What do Bolt Bus and the waste hauling industry have in common? They both can benefit from yield management. But while Bolt Bus has used this variable pricing concept to build its brand, haulers have largely not taken advantage of this model.

Prior to Bolt Bus, bus operators running from major cities such as D.C, New York and Boston faced stiff competition from low-cost lines, such as those running from those cities’ Chinatown neighborhoods. So in 2008, Greyhound launched Bolt Bus, which simultaneously marketed itself as low-cost and high-end, which it was able to do thanks to yield management.

This model works by adjusting seat prices based on inventory and the likely customer type. While it’s often used in the airline and hotel industry, such as by offering discounts for early bookers, Bolt Bus was able to go even further and incorporate it into its marketing strategy. For a select number of seats sold early, Bolt Bus only charged $1, thereby creating the branding tagline of “Bolt for a buck.”

Even though the $1 seats were hard to come by, this model generated buzz for the company and allowed them to start selling seats. Then as the bus started to fill up and it got closer to the departure date, Bolt Bus increased prices, thereby getting more yield from their available inventory.

Yield management also involves adjusting pricing based on demand, rather than simply charging more as the bus fills up. Just as airlines tend to charge more around holidays, Bolt Bus prices move up significantly during times they know people are likely to travel by bus, such as the end of a long weekend when college kids need to get back to Boston from New York.

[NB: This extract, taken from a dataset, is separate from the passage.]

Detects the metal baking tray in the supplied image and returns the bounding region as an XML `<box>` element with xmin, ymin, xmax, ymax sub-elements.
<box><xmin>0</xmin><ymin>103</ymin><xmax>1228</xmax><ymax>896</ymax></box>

Applying the Bolt Bus Model to Waste Collection

Even though haulers have a different business model than bus companies, their price modeling can be similar. Buses have a fixed capacity, so revenue is based on the number of seats filled and the average cost paid per seat. Similarly, waste collection trucks should be looked at as having a fixed capacity where prices can be adjusted as space within the truck fills up.

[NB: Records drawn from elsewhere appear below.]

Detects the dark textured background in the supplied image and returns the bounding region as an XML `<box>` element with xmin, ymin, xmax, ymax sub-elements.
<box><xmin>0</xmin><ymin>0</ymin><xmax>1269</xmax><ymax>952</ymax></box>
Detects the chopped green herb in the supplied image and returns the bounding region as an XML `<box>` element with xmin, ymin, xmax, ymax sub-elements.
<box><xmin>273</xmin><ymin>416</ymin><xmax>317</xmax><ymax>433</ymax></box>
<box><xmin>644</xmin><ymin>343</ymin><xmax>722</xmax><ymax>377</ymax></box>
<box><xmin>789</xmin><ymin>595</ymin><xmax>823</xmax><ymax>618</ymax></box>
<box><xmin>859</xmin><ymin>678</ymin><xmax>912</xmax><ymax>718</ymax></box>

For example, you may find that it makes sense to discount prices for customers in a high-competition area. And as the truck fills up with their waste, the remaining space could then be filled up with a customer in another location who is willing to pay more.

In that scenario, using the traditional pricing model of charging early customers what you need to cover your costs and then discounting prices after that could lead to less overall yield from your inventory, because you’re not capturing the full cost that the remote customer is willing to pay.

Plus, those early customers that you discount could then lead to strong referrals in competitive markets. Just as “Bolt for a buck” helped elevate Bolt Bus’s status by getting people talking about the brand, discounted pricing for certain customers could get your foot (or truck) in the door in certain markets, and these customers would then refer your waste services to other businesses.

Even if it seems like it would be easier to stick with your current pricing model, it’s worth the time to experiment with yield management to maximize your earnings. Even just a 1% increase in price leads to an average profits increase of 11%, according to research from McKinsey.

Arguably, analyzing your pricing could be the most important thing you do for your business.

“Decades of research has shown that investing in improved pricing capabilities has a higher rate of return than any other improvement initiative you might launch within your organization,” writes Juan Jose Suarez Coppel, CEO & Chairman, Pemex-Exploreation & Production, Petroleos Mexicanos, in the book Pricing and Profitability: A Practical Guide for Business Leaders.